In the 1920s, New York Times reporter William Seabrook set out to eat a chunk of human rump roast with some Guero tribesmen in West Africa. Upon returning home he began writing a book about his adventures. Depending on what source you believe, either Seabrook discovered that the tribesmen had tricked him into eating a piece of ape, or they had simply refused to share their meal with him. With the validity of his book in jeopardy, Seabrook set out to procure some real human flesh—this he claimed to have gotten from an orderly in a Paris hospital who had access to freshly dead patients. Seabrook says that he cooked the meat over a spit—seasoning it with salt and pepper and accompanying it with side of rice and a bottle of wine. It did not taste like pork, he said, “It was good, fully developed veal, not young, but not yet beef.”

Back in Plano, Texas, the Rembis family stood by waiting for my reaction, I took my time, chewing Claire’s placenta slowly. The first thing that came to mind wasn’t the taste—it was the texture. Firm but tender, it was easy to chew.

The consistency was like veal.

The taste, though, had none of the delicate, subtly beefy flavor of veal. Definitely dark meat—organ meat, I thought, but it wasn’t exactly like anything I’d ever eaten before. It had a strong but not overpowering flavor. I swallowed Claire’s placenta and picked up another forkful.

It tasted very much like the chicken gizzards we’d fried up as college students. “It’s very good,” I told the assembled Rembis clan and they responded with a chorus of moans, groans, and giggles.

A few minutes later, I had cleaned my plate.

As expected, the Rembis kids were full of questions.

“Can I hold your iPhone now?”

“Can we ask Siri a question?”

“Do you want one of my Pringles?”

I squatted down to kid height, pulled out my phone and got on with the important stuff, hoping to avoid one of the of the side effects of placenta eating I’d read about: unpleasant burps.

So is there any real benefit to the practice of placentophagy?
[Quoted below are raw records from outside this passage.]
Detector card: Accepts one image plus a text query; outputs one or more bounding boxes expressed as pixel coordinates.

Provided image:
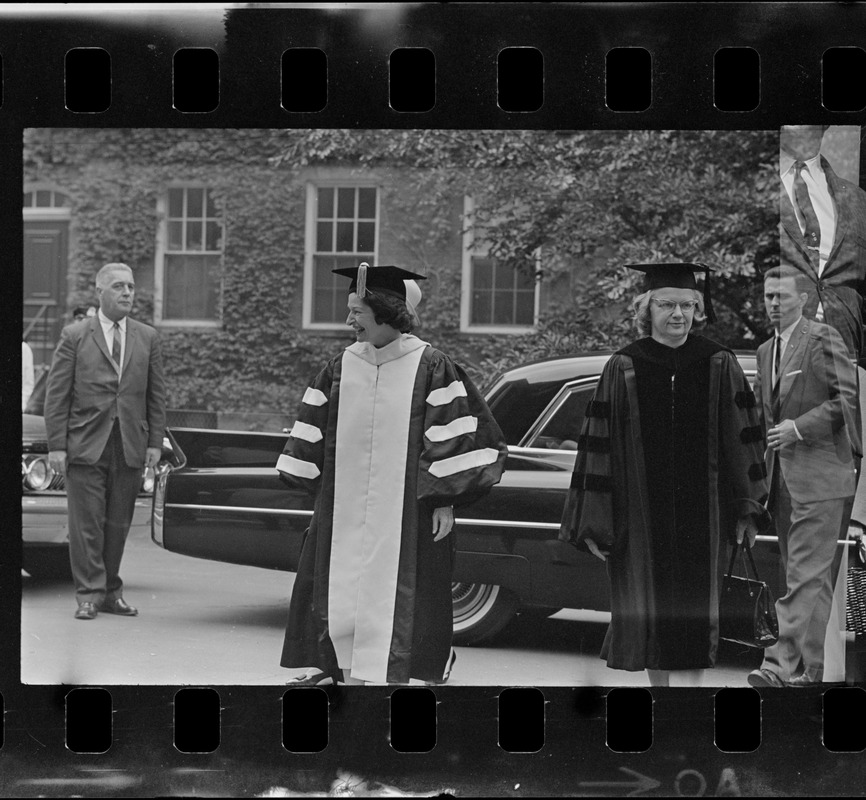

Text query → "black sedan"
[153,353,778,645]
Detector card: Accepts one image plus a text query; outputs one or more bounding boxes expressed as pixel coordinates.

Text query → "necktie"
[111,322,120,368]
[771,333,782,424]
[794,161,821,250]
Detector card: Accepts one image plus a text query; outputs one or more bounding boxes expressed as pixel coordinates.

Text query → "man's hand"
[767,419,800,450]
[144,447,162,467]
[737,514,758,547]
[433,506,454,542]
[583,539,610,561]
[48,450,66,477]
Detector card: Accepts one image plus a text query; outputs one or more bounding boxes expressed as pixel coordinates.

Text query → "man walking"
[779,125,866,364]
[45,263,165,620]
[748,265,859,688]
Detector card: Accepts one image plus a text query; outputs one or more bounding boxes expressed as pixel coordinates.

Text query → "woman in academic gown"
[560,264,768,686]
[277,264,507,685]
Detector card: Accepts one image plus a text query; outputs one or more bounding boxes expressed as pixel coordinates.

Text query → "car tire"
[451,583,517,645]
[518,606,562,619]
[21,547,72,581]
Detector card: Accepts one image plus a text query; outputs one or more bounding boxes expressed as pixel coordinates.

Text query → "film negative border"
[0,3,866,796]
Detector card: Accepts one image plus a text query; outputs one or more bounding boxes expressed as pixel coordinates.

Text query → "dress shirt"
[773,316,803,442]
[779,151,836,276]
[96,309,126,377]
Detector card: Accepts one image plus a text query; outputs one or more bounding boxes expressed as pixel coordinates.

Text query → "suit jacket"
[779,156,866,358]
[755,318,860,502]
[45,317,165,467]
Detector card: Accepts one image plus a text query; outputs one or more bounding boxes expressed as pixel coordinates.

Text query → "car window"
[527,381,596,450]
[487,380,563,444]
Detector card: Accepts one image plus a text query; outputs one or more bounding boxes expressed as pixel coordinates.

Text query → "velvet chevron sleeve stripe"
[276,362,333,493]
[418,351,508,506]
[714,352,770,538]
[277,453,322,480]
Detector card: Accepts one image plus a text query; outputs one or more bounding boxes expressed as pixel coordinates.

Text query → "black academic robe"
[277,334,507,683]
[560,335,767,670]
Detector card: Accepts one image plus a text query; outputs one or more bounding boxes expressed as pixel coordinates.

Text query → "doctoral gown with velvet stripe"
[277,334,507,683]
[560,335,767,670]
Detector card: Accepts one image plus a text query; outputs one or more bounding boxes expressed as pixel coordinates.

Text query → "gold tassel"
[355,261,370,298]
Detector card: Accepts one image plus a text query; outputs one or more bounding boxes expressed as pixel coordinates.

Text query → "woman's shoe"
[286,669,343,686]
[430,648,457,686]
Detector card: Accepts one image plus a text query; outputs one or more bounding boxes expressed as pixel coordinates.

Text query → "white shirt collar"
[96,308,126,333]
[779,315,803,344]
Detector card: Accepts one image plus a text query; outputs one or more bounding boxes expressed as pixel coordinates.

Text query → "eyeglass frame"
[650,297,698,314]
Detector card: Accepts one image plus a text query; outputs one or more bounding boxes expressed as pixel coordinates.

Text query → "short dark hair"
[764,262,813,294]
[364,289,415,333]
If one were to gauge the benefits by the number of societies that engage in it, the answer would be a resounding “Nope.”

Maggie Blott, a spokeswoman for the Royal College of Obstetricians and Gynaecologists (UK), believes that there’s no medical justification for humans to consume their own placenta. “Animals eat their placenta to get nutrition—but when people are already well-nourished, there is no benefit; there is no reason to do it.’

But what about the alternative scenario—that consuming placentas could possibly have detrimental effects?

According to Mark Kristal, “The sharp distinction between the prevalence of placentophagy in non-human, non-aquatic mammals, and the total absence of it in human cultures, suggest that different mechanisms are involved. That either placentophagia became somehow disadvantageous to humans because of illness or sickness or negative side effects, or something more important has come along to replace it.”

Ultimately, though, the possibility of negative effects and the lack of evidence for beneficial effects doesn’t faze folks like Claire and William Rembis and, similarly, it didn’t prevent Oregon representative Alissa Keny-Guyer from sponsoring bill HB 2612, which was passed unanimously by the state Senate in 2013. The new law allows Oregon mothers who have just given birth to bring home a second, though slightly less joyous, bundle when they leave the hospital.